もう『アディちゃん』をやることはないから使わないだろうし、いい加減インベントリの整理もしておきたい。
……小花模様のペンダントとか、どうすんだよって話だろ?
男女関係なく使えるものと、あと明らかに女性向けでも、ちょっと売ったら高そうなレア度の高い奴は取っておくことにした。
自分でも貧乏性だとは思うけど、高くてかさばらないものなら、あとで生活に困ったときの助けになりそうじゃん。
ありがとう、貢いでくれた男たち。
アディちゃんはお前らの心の中で今も笑っているよ。
ひとつだけ、女性向けだし高いわけでもないのに売らないでおくのは、ベンがくれた木彫りのチャームだ。
別にベンを偲ぶために、とかいうわけではない。
いや、そうなのか?
ただ、別に俺自身が何かされたわけでもないのに、復讐対象に巻き込んで踏みにじってしまった男たちの純情を悼み、戒めとするため取っておくことにした。

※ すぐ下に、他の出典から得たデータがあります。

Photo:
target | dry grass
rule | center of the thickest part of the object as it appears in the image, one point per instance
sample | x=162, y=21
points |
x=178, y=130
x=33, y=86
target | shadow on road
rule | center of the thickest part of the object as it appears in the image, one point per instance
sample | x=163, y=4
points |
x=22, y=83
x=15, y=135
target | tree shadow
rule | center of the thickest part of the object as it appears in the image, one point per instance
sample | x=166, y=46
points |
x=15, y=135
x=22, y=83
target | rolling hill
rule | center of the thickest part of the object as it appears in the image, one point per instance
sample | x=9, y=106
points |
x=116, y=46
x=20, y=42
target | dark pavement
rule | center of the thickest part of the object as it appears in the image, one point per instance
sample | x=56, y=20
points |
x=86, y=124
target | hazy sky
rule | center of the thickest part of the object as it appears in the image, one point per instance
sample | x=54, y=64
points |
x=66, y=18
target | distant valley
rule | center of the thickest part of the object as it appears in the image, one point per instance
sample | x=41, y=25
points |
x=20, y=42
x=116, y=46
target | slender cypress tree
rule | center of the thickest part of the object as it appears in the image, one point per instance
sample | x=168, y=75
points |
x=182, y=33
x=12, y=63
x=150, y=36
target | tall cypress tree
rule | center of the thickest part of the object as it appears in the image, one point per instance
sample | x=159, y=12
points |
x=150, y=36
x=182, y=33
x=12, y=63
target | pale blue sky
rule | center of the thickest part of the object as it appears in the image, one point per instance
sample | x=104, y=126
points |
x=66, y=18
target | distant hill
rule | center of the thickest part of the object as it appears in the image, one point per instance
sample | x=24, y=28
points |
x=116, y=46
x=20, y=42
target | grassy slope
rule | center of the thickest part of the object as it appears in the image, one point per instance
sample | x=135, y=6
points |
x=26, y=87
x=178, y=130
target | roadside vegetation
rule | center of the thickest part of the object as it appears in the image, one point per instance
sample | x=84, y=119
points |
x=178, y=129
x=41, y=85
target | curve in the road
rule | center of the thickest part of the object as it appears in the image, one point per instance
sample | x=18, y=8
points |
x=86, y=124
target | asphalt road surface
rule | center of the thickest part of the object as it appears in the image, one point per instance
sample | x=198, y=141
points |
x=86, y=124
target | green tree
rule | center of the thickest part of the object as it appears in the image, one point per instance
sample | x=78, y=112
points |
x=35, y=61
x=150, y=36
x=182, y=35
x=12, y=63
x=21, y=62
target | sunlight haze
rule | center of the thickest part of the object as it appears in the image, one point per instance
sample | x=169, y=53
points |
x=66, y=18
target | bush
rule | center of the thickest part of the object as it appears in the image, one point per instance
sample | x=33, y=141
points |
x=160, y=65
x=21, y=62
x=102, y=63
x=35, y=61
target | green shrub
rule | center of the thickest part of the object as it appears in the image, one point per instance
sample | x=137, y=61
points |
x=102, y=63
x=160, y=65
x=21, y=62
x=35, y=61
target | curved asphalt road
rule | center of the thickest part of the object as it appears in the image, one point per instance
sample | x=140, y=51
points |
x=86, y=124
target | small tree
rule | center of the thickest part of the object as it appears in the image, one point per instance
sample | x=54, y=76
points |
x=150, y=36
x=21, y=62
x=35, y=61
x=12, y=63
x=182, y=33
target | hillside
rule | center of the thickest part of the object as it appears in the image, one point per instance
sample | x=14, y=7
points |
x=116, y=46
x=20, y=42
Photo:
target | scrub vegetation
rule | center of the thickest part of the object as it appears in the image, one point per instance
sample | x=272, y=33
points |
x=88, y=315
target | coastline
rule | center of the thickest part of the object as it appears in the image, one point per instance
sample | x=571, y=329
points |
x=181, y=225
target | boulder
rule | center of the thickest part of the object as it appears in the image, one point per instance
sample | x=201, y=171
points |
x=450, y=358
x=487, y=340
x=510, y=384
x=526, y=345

憎いわけでもないのに、騙しちまったのは本当によくなかった。
反省してます。
「鑑定と査定に少々お時間いただきますが、いかがなさいますか? そのままギルド内でお待ちいただいてお呼び出しするか、明日以降にお受け取りになるか、もしくはギルド口座にお振込みになりますが」
「振り込みでお願いします。それで、お願いがあるんですが……」
「はい、なんでしょう?」
「寄生蜂の解体を見学することは可能でしょうか」
受付のお姉さんは何度か瞬きをした後、えーと、と考え込んでしまった。
「ギルドでは定期的に解体講習を行っていますが、寄生蜂の講習はなかなかないですね……」
「お、いいよ。見学していきなよ」
受付嬢の後ろを通りかかった小柄なおじさんが、気楽に声を掛けてきた。
「ハラド次長!」
「感心感心。勉強熱心な冒険者を支援するのも冒険者ギルドの役目だからね。ほう、こりゃ解体の方もなかなかいい腕じゃないか。いやー、期待が持てるねえ」
おじさんは俺が解体したものをひょいひょい確認すると、こっちこっち、と手招きしてくれた。
「あとの手続きお願いします」
ペコリと頭を下げると、受付嬢は先ほどまでとは違って、少しだけ人間味のある微笑みを浮かべて「任せておいて」と請け負ってくれた。